Bu bir eleştiri yazısı değildir. Hatta tam tersi... Bir yandan eleştirirken Türkiye’nin en başarılı hocası Fatih Terim’in “istikrar abidesi” olduğunu da kanıtlayabilir.
İstikrar denilen davranış şekline her zaman “olumlu” anlamlar yüklenmeyeceğini biliyoruz elbet. Lakin nereden baktığınıza bağlıdır bu meret!
Terim’le iş yapıyorsanız, heyecana da alışacaksınız, ilginçliklere de, hırsa, motivasyona, düşük yoğunluklu kavgaya da...
“Ben merkezlilik” onun olacak, siz “sen merkezlilik”le idare edeceksiniz!
Bir tanesini bile “geride kaldı” diye hesaplarsanız, ofsayta düşersiniz.
Bakınız, Fatih Terim, üçüncü teknik iktidarını idrak edip Süleyman Demirel’in “iktidara gelip gitme” rekoruna bir adım daha yaklaşırken “Zaman hepimizi geliştiriyor” dedi, ama can çıkmayınca huy çıkmıyor galiba!..
Nereden mi anlıyoruz?
Batuhan Karadeniz’den.
Batuhan, üstün fiziği, tekniği, oyun zekası ile bir yıldız olması gerekirken “davranış biçimi” yüzünden “sorunlu futbolcular” kategorisinde çakılıp kalan bir topçudur.
Peki, Terim neden ısrarla istemektedir onu?

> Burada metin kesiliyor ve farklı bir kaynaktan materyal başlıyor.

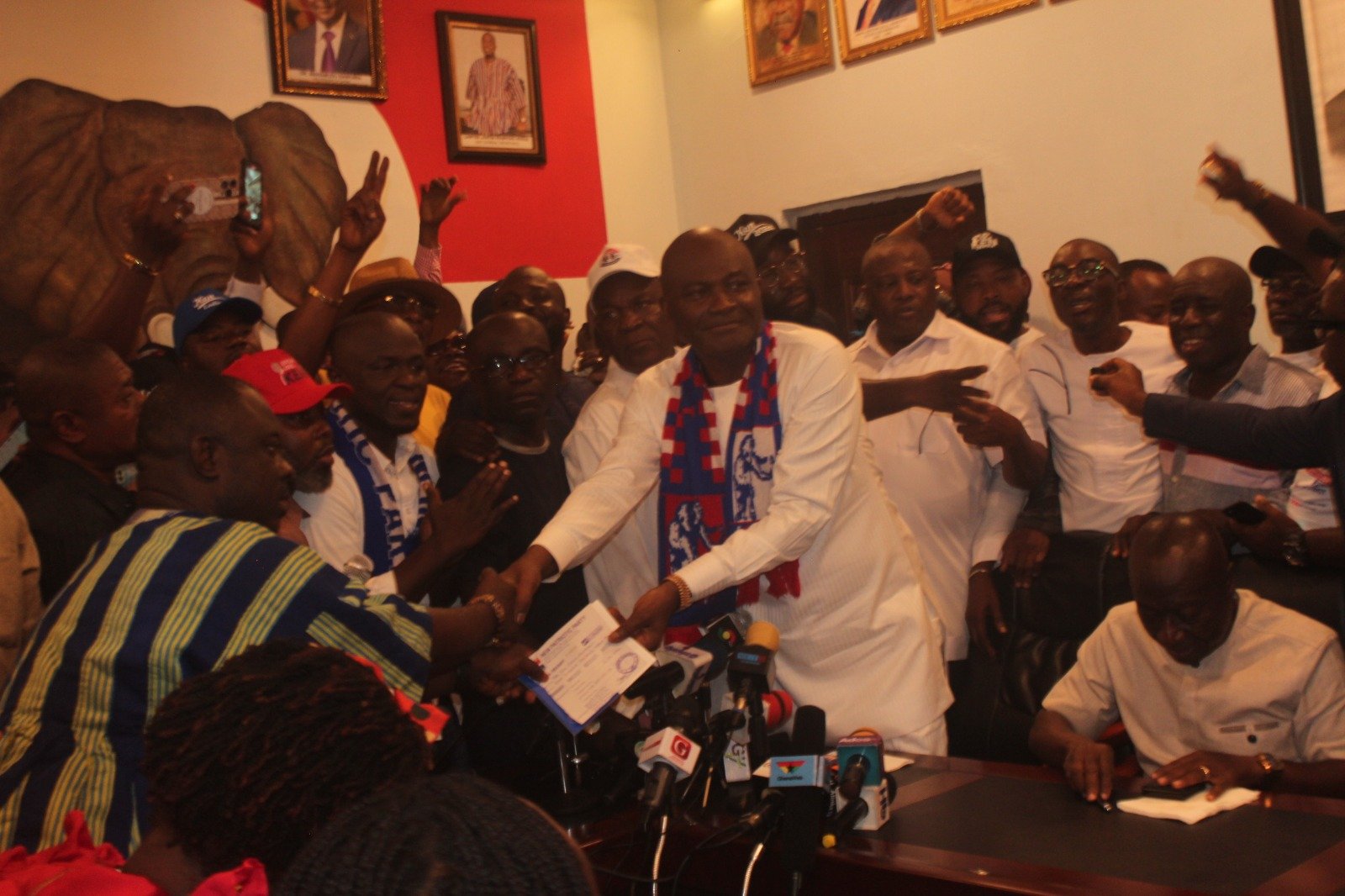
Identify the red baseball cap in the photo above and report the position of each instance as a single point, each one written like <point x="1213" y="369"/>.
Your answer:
<point x="282" y="382"/>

Çünkü Batuhan’ın kötü alışkanlıklarını yontup içindeki sanat eserini çıkarmak, sonra futbol galerisinde sergilemek ve hem Batuhan’la hem kendisiyle iftihar etmek niyetindedir.
Oturup hesaplamamışsa bile huyu ve içgüdüleri emretmektedir bunu.
Apaçık risktir.
Risk, Terim’in ailesinden sonra en çok sevdiği şeydir.
En azından eskiden öyleydi. “Artık olgunlaştık” dedi... Ama Terim hep eski Terim. Değişmişse Fatih Terim olmaz ki.
Ne bileyim. Belki de bu istikrarı yüzünden saygı duyar, severiz kendisini.
Futbol tatildeyken bile heyecan yaratan kaç hocamız var şunun şurasında?